An expert witness is a specialist who is hired by an attorney/firm to provide testimony, research, or consulting for a legal case. In general, the expert will be required to present evidence in the form of an expert opinion, analysis of evidence, or a research-based report at a court trial or disposition.
- Conducting experiments
- Forming and presenting a professional opinion
- Performing scientific tests on evidence
- Professional consultation
- Reconstructing the circumstances of a crime or event
- Report writing
- Reviewing documents
To protect the interests of the attorney and expert witness, retainer agreements will include the below information.
The agreement must specify the expert’s services and whether they will be required to testify in court or are only needed for report-writing or consultation. It will also need to include any preparation, materials, research, and report writing that the witness is required to complete. Deadlines for their work and presentations must also be specified.
The expert’s rates for work in-court and out-of-court must be included in the contract. The attorney may be billed a flat fee, hourly (or incremental) rate, or a combination of the two. The expert may also require that certain expenses be covered, such as research, travel, and mailing costs.
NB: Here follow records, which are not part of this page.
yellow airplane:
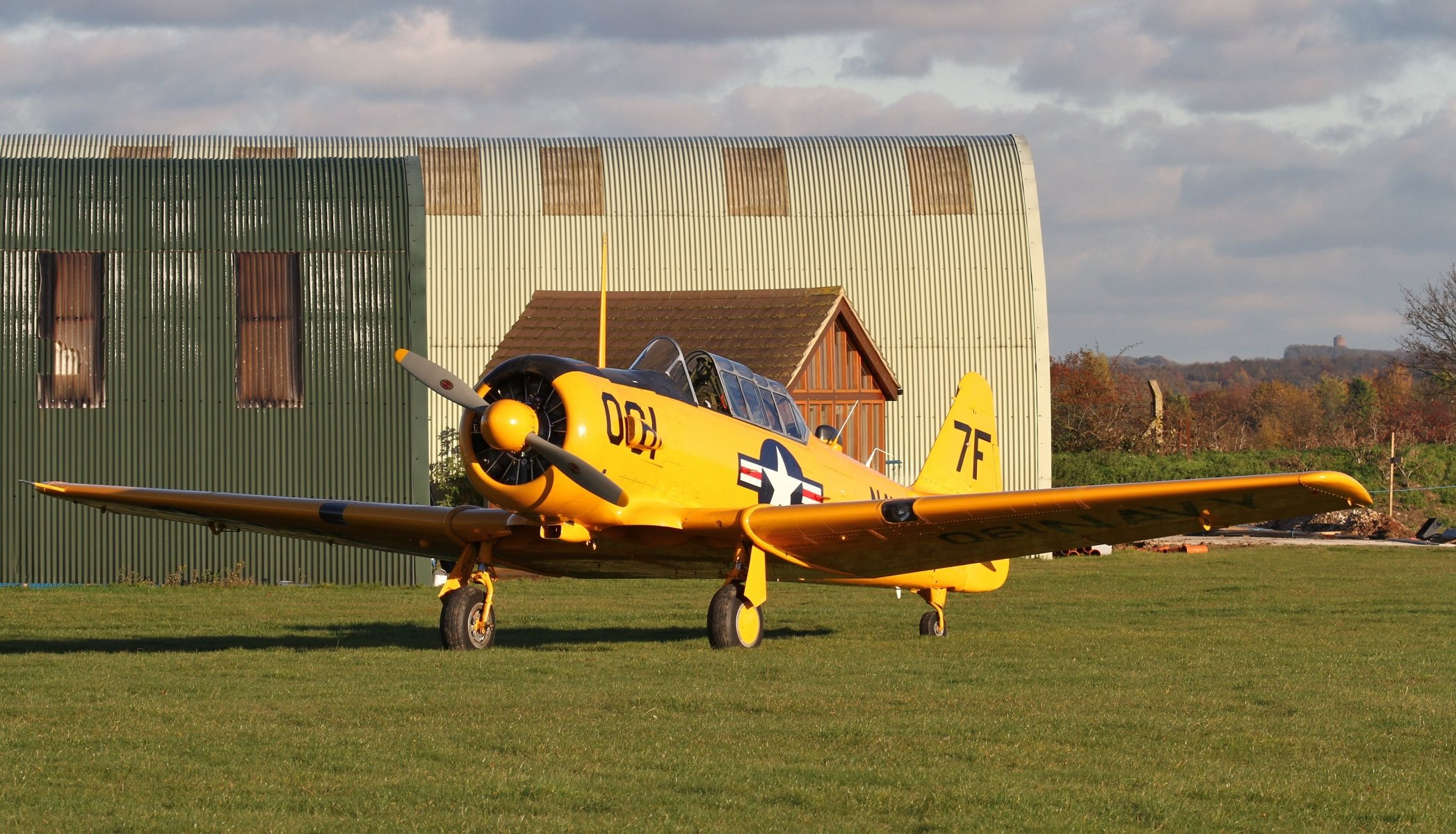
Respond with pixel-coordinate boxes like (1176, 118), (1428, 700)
(35, 336), (1370, 649)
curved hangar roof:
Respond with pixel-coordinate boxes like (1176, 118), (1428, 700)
(0, 136), (1051, 489)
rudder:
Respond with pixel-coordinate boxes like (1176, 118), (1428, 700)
(910, 374), (1002, 495)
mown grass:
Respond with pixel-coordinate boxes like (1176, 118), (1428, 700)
(0, 547), (1456, 831)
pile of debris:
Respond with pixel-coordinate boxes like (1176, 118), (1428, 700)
(1258, 507), (1411, 539)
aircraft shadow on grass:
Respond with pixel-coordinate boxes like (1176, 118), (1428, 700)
(0, 623), (833, 655)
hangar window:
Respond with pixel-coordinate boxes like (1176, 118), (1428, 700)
(724, 147), (789, 217)
(419, 145), (480, 215)
(905, 147), (976, 214)
(36, 252), (106, 409)
(542, 145), (607, 215)
(236, 252), (303, 409)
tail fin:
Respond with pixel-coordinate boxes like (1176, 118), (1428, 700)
(910, 374), (1002, 495)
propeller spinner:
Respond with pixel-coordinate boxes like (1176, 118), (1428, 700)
(394, 348), (628, 507)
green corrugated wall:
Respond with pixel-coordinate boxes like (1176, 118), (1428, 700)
(0, 158), (431, 584)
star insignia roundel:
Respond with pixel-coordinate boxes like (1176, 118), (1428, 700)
(738, 439), (824, 507)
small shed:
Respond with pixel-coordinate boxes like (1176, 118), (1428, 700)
(490, 287), (900, 472)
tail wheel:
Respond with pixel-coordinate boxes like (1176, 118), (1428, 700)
(920, 612), (945, 637)
(439, 585), (495, 649)
(708, 582), (763, 649)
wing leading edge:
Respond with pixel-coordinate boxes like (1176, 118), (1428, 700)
(684, 472), (1372, 576)
(33, 482), (510, 559)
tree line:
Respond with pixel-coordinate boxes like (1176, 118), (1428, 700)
(1051, 348), (1456, 454)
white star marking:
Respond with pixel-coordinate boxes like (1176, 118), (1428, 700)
(763, 454), (804, 507)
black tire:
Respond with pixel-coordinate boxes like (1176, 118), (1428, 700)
(708, 582), (763, 649)
(439, 585), (495, 649)
(920, 612), (945, 637)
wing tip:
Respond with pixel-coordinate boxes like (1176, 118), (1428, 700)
(1299, 470), (1375, 507)
(20, 477), (68, 495)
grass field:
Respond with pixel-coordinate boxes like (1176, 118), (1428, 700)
(0, 547), (1456, 831)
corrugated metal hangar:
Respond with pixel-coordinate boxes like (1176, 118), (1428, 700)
(0, 136), (1051, 582)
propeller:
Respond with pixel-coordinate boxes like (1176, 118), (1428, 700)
(394, 348), (490, 415)
(526, 432), (628, 507)
(394, 348), (628, 507)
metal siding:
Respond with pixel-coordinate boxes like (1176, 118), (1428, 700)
(0, 136), (1051, 489)
(0, 158), (428, 584)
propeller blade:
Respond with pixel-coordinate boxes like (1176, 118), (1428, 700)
(394, 348), (486, 415)
(526, 432), (628, 507)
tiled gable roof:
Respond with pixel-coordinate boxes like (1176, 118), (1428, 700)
(490, 287), (900, 399)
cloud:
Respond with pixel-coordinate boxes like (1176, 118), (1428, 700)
(0, 0), (1456, 359)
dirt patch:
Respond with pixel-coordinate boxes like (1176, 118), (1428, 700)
(1259, 507), (1411, 539)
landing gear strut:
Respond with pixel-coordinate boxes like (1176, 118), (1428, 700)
(439, 544), (495, 649)
(708, 541), (769, 649)
(916, 588), (945, 637)
(439, 585), (495, 649)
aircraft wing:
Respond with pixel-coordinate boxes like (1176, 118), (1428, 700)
(33, 482), (510, 559)
(684, 472), (1370, 576)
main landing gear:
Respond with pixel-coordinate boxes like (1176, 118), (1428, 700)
(916, 588), (945, 637)
(708, 543), (769, 649)
(439, 544), (495, 649)
(708, 582), (763, 649)
(439, 585), (495, 649)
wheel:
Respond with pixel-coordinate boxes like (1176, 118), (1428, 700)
(708, 582), (763, 649)
(920, 612), (945, 637)
(439, 585), (495, 649)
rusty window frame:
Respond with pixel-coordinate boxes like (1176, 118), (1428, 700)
(724, 145), (789, 217)
(233, 252), (303, 409)
(35, 252), (106, 409)
(905, 145), (976, 215)
(540, 145), (607, 217)
(418, 145), (482, 217)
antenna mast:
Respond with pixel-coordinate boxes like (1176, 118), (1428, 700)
(597, 231), (607, 368)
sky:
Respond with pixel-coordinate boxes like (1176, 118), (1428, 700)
(0, 0), (1456, 361)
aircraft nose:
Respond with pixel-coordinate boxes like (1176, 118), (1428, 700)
(480, 399), (540, 451)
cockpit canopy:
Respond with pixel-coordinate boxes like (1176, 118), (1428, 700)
(631, 336), (809, 441)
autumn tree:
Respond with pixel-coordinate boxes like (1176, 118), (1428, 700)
(1396, 266), (1456, 391)
(1051, 348), (1151, 451)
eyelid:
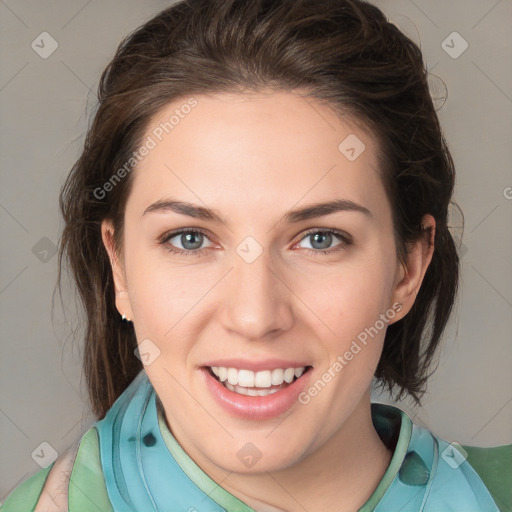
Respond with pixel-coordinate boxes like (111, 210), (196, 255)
(158, 228), (353, 255)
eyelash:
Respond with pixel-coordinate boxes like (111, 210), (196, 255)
(158, 229), (353, 256)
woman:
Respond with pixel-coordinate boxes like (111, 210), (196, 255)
(2, 0), (510, 512)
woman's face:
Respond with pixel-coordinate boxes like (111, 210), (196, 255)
(103, 92), (424, 472)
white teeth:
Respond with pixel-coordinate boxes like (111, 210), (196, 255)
(224, 382), (279, 396)
(254, 370), (272, 388)
(272, 368), (284, 386)
(228, 368), (238, 386)
(284, 368), (295, 384)
(211, 366), (305, 388)
(238, 370), (254, 388)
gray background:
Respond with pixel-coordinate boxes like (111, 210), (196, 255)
(0, 0), (512, 501)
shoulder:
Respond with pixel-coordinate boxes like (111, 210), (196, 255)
(0, 427), (112, 512)
(410, 425), (512, 512)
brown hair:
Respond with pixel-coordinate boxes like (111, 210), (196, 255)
(58, 0), (459, 419)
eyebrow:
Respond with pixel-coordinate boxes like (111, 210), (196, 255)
(142, 199), (372, 225)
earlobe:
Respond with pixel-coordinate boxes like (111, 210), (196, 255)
(101, 220), (133, 321)
(393, 214), (436, 320)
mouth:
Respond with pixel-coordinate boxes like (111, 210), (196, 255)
(204, 365), (313, 397)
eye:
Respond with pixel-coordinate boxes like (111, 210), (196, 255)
(158, 229), (353, 256)
(158, 229), (216, 256)
(294, 229), (353, 255)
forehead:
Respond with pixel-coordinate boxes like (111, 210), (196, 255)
(127, 92), (383, 219)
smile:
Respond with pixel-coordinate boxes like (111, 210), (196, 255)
(202, 366), (312, 420)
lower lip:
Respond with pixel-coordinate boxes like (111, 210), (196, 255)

It is important that the agreement includes a confidentiality clause stating that communications between the attorney and expert are confidential and all case materials will be returned after the trial is finished. This prevents the expert from discussing the case with any outside parties without conferring with the attorney beforehand.
A termination clause helps to ensure that the attorney and expert can end the agreement without serious conflict. For instance, the contract may be canceled if the expert misses a deadline, fails to complete a report, or the attorney doesn’t compensate them as agreed.
For expert witnesses, a signed contract ensures they’ll receive full compensation for their expertise. A retainer also guarantees a minimum payment even if their full services aren’t ultimately required. Furthermore, by clearly specifying the services and preparation required, the expert can keep the option to withdraw from the case if the attorney breaks contract or doesn’t sufficiently prepare them for testimony.